Ich sah in der rechten Hand dessen, der auf dem Thron saß, ein Buch, beschrieben innen und außen, versiegelt mit sieben Siegeln.
Und ich sah einen starken Engel, der rief mit großer Stimme: Wer ist würdig, das Buch aufzutun und seine Siegel zu brechen?
Und niemand, weder im Himmel noch auf Erden noch unter der Erde, konnte das Buch auftun und hineinsehen.
Und ich weinte sehr, weil niemand für würdig befunden wurde, das Buch aufzutun und hineinzusehen.
Und einer von den Ältesten spricht zu mir: Weine nicht! Siehe, es hat überwunden der Löwe aus dem Stamm Juda, die Wurzel Davids, aufzutun das Buch und seine sieben Siegel. Und ich sah mitten zwischen dem Thron und den vier Gestalten und mitten unter den Ältesten ein Lamm stehen, wie geschlachtet; es hatte sieben Hörner und sieben Augen, das sind die sieben Geister Gottes, gesandt in alle Lande. Und es kam und nahm das Buch aus der rechten Hand dessen, der auf dem Thron saß. Und als es das Buch nahm, da fielen die vier Gestalten und die vierundzwanzig Ältesten nieder vor dem Lamm, und ein jeder hatte eine Harfe und goldene Schalen voll Räucherwerk, das sind die Gebete der Heiligen,
und sie sangen ein neues Lied: Du bist würdig, zu nehmen das Buch und aufzutun seine Siegel; denn du bist geschlachtet und hast mit deinem Blut Menschen für Gott erkauft aus allen Stämmen und Sprachen und Völkern und Nationen
und hast sie unserm Gott zu Königen und Priestern gemacht, und sie werden herrschen auf Erden.
Und ich sah, und hörte eine Stimme vieler Engel um den Thron und um die Gestalten und um die Ältesten her, und ihre Zahl war vieltausendmal tausend;
die sprachen mit großer Stimme: Das Lamm, das geschlachtet ist, ist würdig, zu nehmen Kraft und Reichtum und Weisheit und Stärke und Ehre und Preis und Lob.
Und jedes Geschöpf, das im Himmel ist und auf Erden und unter der Erde und auf dem Meer und alles, was darin ist, hörte ich sagen: Dem, der auf dem Thron sitzt, und dem Lamm sei Lob und Ehre und Preis und Gewalt von Ewigkeit zu Ewigkeit!
Und die vier Gestalten sprachen: Amen! Und die Ältesten fielen nieder und beteten an.

 

Segne an uns hören und reden, damit wir deinen Willen tun. Amen.

 

Liebe Gemeinde,

wie sieht die Zukunft aus?

Welche Visionen haben wir?

Haben wir überhaupt noch welche?

Sind wir von der Angst besessen und gelähmt, dass die Welt untergeht?

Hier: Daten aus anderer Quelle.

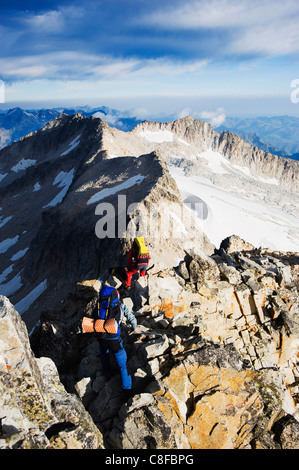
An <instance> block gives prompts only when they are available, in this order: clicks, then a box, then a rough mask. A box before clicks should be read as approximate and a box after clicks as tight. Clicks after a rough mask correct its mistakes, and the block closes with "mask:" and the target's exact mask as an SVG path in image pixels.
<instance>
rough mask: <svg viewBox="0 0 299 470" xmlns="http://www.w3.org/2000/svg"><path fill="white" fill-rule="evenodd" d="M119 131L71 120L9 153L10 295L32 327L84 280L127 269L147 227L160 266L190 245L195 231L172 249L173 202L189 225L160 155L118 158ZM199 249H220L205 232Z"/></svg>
mask: <svg viewBox="0 0 299 470" xmlns="http://www.w3.org/2000/svg"><path fill="white" fill-rule="evenodd" d="M115 131H116V130H115ZM112 132H114V131H113V129H111V128H109V126H108V125H107V124H106V123H105V122H104V121H103V120H102V119H96V118H90V119H87V118H84V117H82V116H81V115H79V114H75V115H74V116H67V115H65V114H61V115H60V116H59V117H57V118H56V119H55V120H53V121H51V122H49V123H48V124H47V125H46V126H45V127H44V128H43V129H41V130H40V131H38V132H35V133H33V134H32V135H29V136H27V137H25V138H23V139H22V140H21V141H20V142H15V143H14V144H12V145H11V146H10V147H8V148H6V149H3V150H2V151H1V152H0V161H1V164H0V165H1V170H0V173H1V174H2V175H5V177H4V178H3V179H2V181H1V183H0V185H1V189H0V197H1V207H2V210H3V211H4V210H5V212H4V213H3V215H1V218H0V222H1V226H2V228H1V235H2V237H1V238H3V241H1V242H0V243H1V245H0V257H1V262H2V261H3V264H2V267H3V271H2V273H1V278H0V279H1V281H0V292H1V293H2V294H4V295H6V296H8V297H9V298H10V299H11V300H12V301H13V303H14V304H15V305H16V306H17V308H18V311H19V312H20V313H21V314H22V315H23V319H24V320H25V322H26V324H27V325H28V327H29V330H31V328H32V327H33V326H34V324H35V323H36V321H37V320H38V318H39V316H40V313H41V310H43V309H48V308H51V307H52V306H54V305H57V304H59V302H60V301H61V300H62V299H63V298H64V297H65V295H67V293H68V292H69V290H70V289H71V286H72V285H73V284H74V282H76V281H79V280H80V279H82V278H86V277H95V278H96V277H98V276H105V275H106V273H107V270H108V269H109V268H111V267H115V266H118V265H122V264H124V262H125V261H124V259H125V258H124V254H125V253H126V252H127V251H128V245H129V243H130V240H131V238H132V236H134V234H135V233H136V230H137V231H138V230H142V227H141V226H140V224H141V222H142V223H143V224H144V223H145V227H144V226H143V228H144V230H145V231H146V232H150V231H151V233H149V235H150V236H151V237H152V238H153V239H154V240H155V243H153V244H152V246H151V250H152V252H153V253H157V255H156V263H159V258H160V259H161V260H162V259H163V262H164V264H165V263H170V264H171V263H172V262H173V259H174V258H175V257H178V256H180V255H181V253H182V241H183V240H185V242H186V244H187V245H188V242H189V244H190V239H189V233H188V232H187V231H186V230H185V233H183V232H182V231H180V232H179V233H178V235H177V236H176V239H175V237H173V236H172V237H171V240H170V241H169V242H167V243H166V241H165V238H166V236H164V235H163V230H161V226H162V227H163V226H165V224H166V223H167V220H168V219H169V207H170V206H171V208H172V212H173V217H175V218H176V224H177V220H181V219H182V212H183V201H182V198H181V195H180V193H179V191H178V188H177V186H176V183H175V181H174V180H173V178H172V177H171V176H170V173H169V171H168V168H167V166H166V164H165V162H164V160H163V158H162V157H161V155H160V154H159V152H151V153H149V154H144V155H140V154H139V153H137V154H138V157H135V156H126V158H113V159H109V158H108V155H107V151H106V143H105V139H106V140H107V139H108V140H109V136H110V134H111V133H112ZM123 134H125V133H123ZM119 195H120V196H121V198H120V199H119ZM102 202H103V203H104V204H105V205H103V206H102V207H103V209H101V208H100V209H97V206H98V204H101V203H102ZM107 207H108V208H109V209H111V210H110V213H109V217H108V216H107V219H104V217H103V216H104V215H105V214H106V213H105V210H106V209H107ZM108 219H109V222H108ZM101 221H102V222H101ZM140 221H141V222H140ZM104 222H106V223H107V227H106V226H105V223H104ZM182 227H184V226H183V223H182ZM100 230H101V231H102V232H103V234H102V233H100V234H99V231H100ZM130 233H132V235H130ZM106 235H107V236H106ZM171 235H173V234H171ZM163 237H164V239H163ZM182 237H183V239H182ZM160 239H162V240H160ZM192 243H200V244H201V246H202V249H203V250H207V251H208V252H211V251H213V245H212V244H211V243H210V242H209V240H208V239H207V238H206V237H205V235H204V234H202V237H201V239H200V240H199V241H198V242H194V241H192ZM49 291H51V295H50V296H49V295H47V293H48V292H49ZM34 300H36V301H35V302H34ZM29 306H30V312H29V311H28V309H29Z"/></svg>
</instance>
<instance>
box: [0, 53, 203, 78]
mask: <svg viewBox="0 0 299 470" xmlns="http://www.w3.org/2000/svg"><path fill="white" fill-rule="evenodd" d="M206 65H207V61H189V62H181V61H176V60H169V59H162V58H160V59H135V58H115V57H111V56H101V55H93V54H84V53H82V52H74V51H61V52H55V53H48V54H42V55H40V54H36V55H32V56H26V57H7V58H3V59H0V70H1V71H2V76H3V77H4V78H5V79H7V80H12V81H13V80H22V79H23V80H24V79H41V78H46V79H49V80H78V79H86V78H94V79H103V80H112V81H113V80H119V79H124V78H137V77H142V76H143V77H145V76H146V77H151V76H152V77H158V76H169V77H172V76H178V75H184V74H189V73H200V72H201V70H202V69H204V68H205V67H206Z"/></svg>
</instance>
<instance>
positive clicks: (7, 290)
mask: <svg viewBox="0 0 299 470" xmlns="http://www.w3.org/2000/svg"><path fill="white" fill-rule="evenodd" d="M8 270H10V267H9V268H7V269H6V270H5V271H7V272H6V276H8V274H9V273H8ZM5 271H4V272H3V273H2V274H1V276H5ZM9 272H11V271H9ZM6 276H5V277H6ZM3 280H4V279H2V282H3ZM20 287H22V279H21V273H19V274H17V275H16V276H15V277H14V278H12V279H11V280H10V281H8V282H6V283H5V284H0V293H1V294H2V295H5V296H6V297H8V296H10V295H12V294H14V293H15V292H17V290H19V289H20Z"/></svg>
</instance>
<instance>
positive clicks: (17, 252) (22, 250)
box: [10, 248, 29, 261]
mask: <svg viewBox="0 0 299 470" xmlns="http://www.w3.org/2000/svg"><path fill="white" fill-rule="evenodd" d="M28 250H29V248H25V249H24V250H20V251H18V252H17V253H15V254H14V255H13V256H12V257H11V258H10V260H11V261H17V260H18V259H20V258H23V256H24V255H25V254H26V253H27V251H28Z"/></svg>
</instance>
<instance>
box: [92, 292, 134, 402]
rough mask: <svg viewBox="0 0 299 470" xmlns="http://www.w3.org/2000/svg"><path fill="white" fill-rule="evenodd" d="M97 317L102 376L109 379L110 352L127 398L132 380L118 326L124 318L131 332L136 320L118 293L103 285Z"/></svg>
mask: <svg viewBox="0 0 299 470" xmlns="http://www.w3.org/2000/svg"><path fill="white" fill-rule="evenodd" d="M97 317H98V321H99V325H103V326H102V327H101V328H102V330H101V331H102V332H100V333H99V343H100V357H101V362H102V366H103V372H104V375H105V377H106V378H109V374H110V358H109V354H110V352H112V353H113V354H114V357H115V359H116V362H117V364H118V367H119V371H120V375H121V381H122V390H123V391H124V398H127V397H128V396H129V395H130V391H131V389H132V378H131V376H130V375H129V374H128V370H127V353H126V351H125V349H124V346H123V341H122V338H121V337H120V324H121V322H122V321H123V319H124V317H126V319H127V320H128V321H129V322H130V323H131V326H132V328H133V330H135V329H136V327H137V320H136V318H135V316H134V315H133V313H132V312H131V311H130V310H129V308H128V307H127V306H126V305H125V304H123V303H121V302H120V298H119V293H118V291H117V290H116V289H115V288H114V287H111V286H107V285H104V286H103V287H102V288H101V289H100V292H99V297H98V304H97ZM101 321H103V323H101ZM95 324H96V322H95Z"/></svg>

Oder ist uns längst eh alles wurscht, weil sowieso alles den Bach runter geht?

Von welchen Zukunftsvisionen lassen wir uns anstecken?

 

Unser Ausschnitt aus der Offenbarung hat schon immer zu Spekulationen und Prophezeiungen Anlass gegeben.

Was haben Menschen alles schon aus der Offenbarung des Johannes herauszulesen versucht – und nicht nur Sekten, sondern auch durchaus fromme Schwestern und Brüder: Berechnungen über Ort, Datum und Ablauf der endzeitlichen Ereignisse – alle bisher ohne Erfolg!

 

Mal ehrlich – was würden wir dafür geben, das Buch mit sieben Siegeln in den Händen zu halten?

Was würden Menschen an Reichtümern dafür eintauschen, nur um zu erfahren, wie die Zukunft aussehen wird?

 

Doch wer so denkt und hofft, wird von unserem Predigtwort enttäuscht.

Johannes bekommt in einer seiner Vision wirklich „himmlische“ Einblicke, doch es werden ihm auch deutlich die Grenzen aufgezeigt:

Zunächst ist da niemand, wirklich niemand, der würdig ist, das Buch zu öffnen.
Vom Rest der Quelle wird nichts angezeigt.